Now for another question. With all of this going on, what color would you suggest I paint the remaining walls? 

So that leaves us with:
Walls - ?
Cupboards - antiqued ? color
backsplash - teal (or will it be too much?)
counters - black

opinions, please!


----------



## DIY-Her (Feb 19, 2012)

for one, I wouldn't paint your countertops, not a safe thing to do since food will be coming in contact with it from time to time. Anything you drag across a painted countertop, is going to eventually scratch. Laminate was not made to be painted over and I don't think the paint will adhere properly.
I would leave the countertops be, and wait until you can replace it with something more logical.


----------



## Rkn (Jun 21, 2012)

If you google it you'll see that there is like a clear resin overtop of the painted counter tops, it actually winds up looking like granite in the end.


----------



## TrailerParadise (Jan 3, 2013)

not sure about the teal backsplash, a lot of people dont like bright color and it might hurt your resale value. in fact i know a girl who just redid her kitchen in teal, she wanted the rustic look and although she did a lot of work and i know she is proud, it doesnt look good. It does to her, but from a buyer's point of view, that kitchen would put me off the sale regardless of the rest of the house. if you did use teal, i would make it a mixture of color. black countertops, fine. get some of the mosaic tile that has a mixture of black, shimmery, and teal tiles. that way it blends and isnt an overload of teal. i think the antique cupboards are a great idea, but if you plan to do it DIY then just be careful because there is a fine line between distressed antique, and just plain trying too hard. and believe me it shows. 
if you are going to use teal in your backsplash, i would consider using it elsewhere in the kitchen too, not just to blend with your mixer. maybe trim or cabinet hardware.


----------



## Rkn (Jun 21, 2012)

Thanks! You're probably right about the resale factor, we don't plan on staying here forever so you have a good point. More subdued colors is probably best.


----------



## DIY-Her (Feb 19, 2012)

I have always stuck with subdued colors with things that are more permanent like tile. Most of my walls are pastel type colors like cream, pale green, and tan. They can always be repainted obviously, but it makes it easy to decorate and throw in accent colors to brighten up a room rather than a more permanent decor option.

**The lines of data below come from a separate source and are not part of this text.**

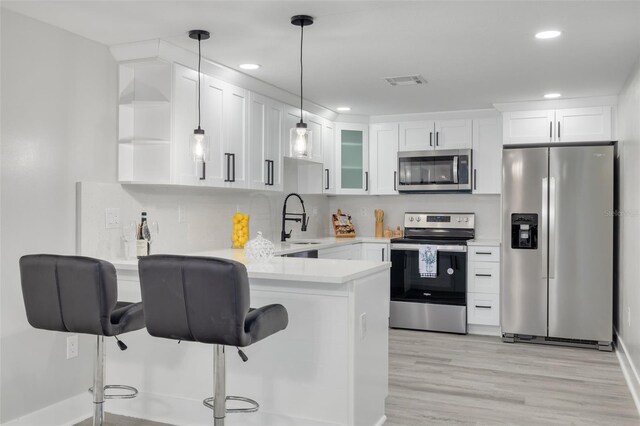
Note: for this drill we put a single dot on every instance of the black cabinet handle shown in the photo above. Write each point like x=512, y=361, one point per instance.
x=228, y=156
x=558, y=130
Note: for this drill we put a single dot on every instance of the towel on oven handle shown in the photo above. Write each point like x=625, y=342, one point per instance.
x=428, y=261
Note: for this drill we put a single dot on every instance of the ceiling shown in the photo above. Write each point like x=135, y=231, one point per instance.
x=473, y=53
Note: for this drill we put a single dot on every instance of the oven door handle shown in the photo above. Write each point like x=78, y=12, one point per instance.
x=416, y=247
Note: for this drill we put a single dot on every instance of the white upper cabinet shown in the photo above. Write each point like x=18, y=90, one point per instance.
x=352, y=158
x=383, y=158
x=224, y=117
x=416, y=136
x=561, y=125
x=265, y=143
x=442, y=134
x=487, y=156
x=453, y=134
x=583, y=124
x=328, y=155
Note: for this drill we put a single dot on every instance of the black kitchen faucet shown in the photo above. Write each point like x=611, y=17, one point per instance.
x=298, y=217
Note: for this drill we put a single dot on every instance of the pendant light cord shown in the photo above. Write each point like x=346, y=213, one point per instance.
x=301, y=68
x=199, y=60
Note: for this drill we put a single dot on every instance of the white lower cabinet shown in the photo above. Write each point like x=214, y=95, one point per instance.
x=483, y=290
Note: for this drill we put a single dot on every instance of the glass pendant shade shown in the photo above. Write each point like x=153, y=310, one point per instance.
x=300, y=140
x=199, y=145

We will be replacing out countertops and put in a backsplash within 2 years, so I too am trying to think of something that would go with enough types of decor to not hurt resale value years from now.


----------



## Rkn (Jun 21, 2012)

I love glass tiles but they are pricey, how do you guys feel about cutting corners and not tiling all the way to the floor behing the cupboards and stove?


----------



## TrailerParadise (Jan 3, 2013)

you are not supposed to tile behind the cabinets and stove, just from the countertop up to the bottom of the upper cabinets


----------



## Rkn (Jun 21, 2012)

so basically where it's visible then? How come on all of those DIY shows I always see them tiling to the the floor on the backsplash behind things like the stove and even behind the counters? Trying to make us spend more money than we have to those buggers!!


----------



## TrailerParadise (Jan 3, 2013)

what shows are those? Ive watched Kitchen Crashers (love Alyson Victoria) and renovation realities. Thats where i learned a lot of the "dont's" from. But Alyson always puts it between the top of the countertop and the upper cabinets, sometimes to the floor behind the stove but never behind cabinets, at least not that ive ever seen. Try to screw a cabinet through glass tile, it will shatter unless you drill a pilot hole, and even then its not guaranteed.


----------



## Rkn (Jun 21, 2012)

Definitely good to know, I'm thinking of shows like Property brothers and those house flippers, but that may be because they're tiling BEFORE they even get the cupboards? I don't know, all I do know is that I wont be putting them where they wont be seen if I don't have to.


----------



## TrailerParadise (Jan 3, 2013)

You dont have to. Its a waste of money.


----------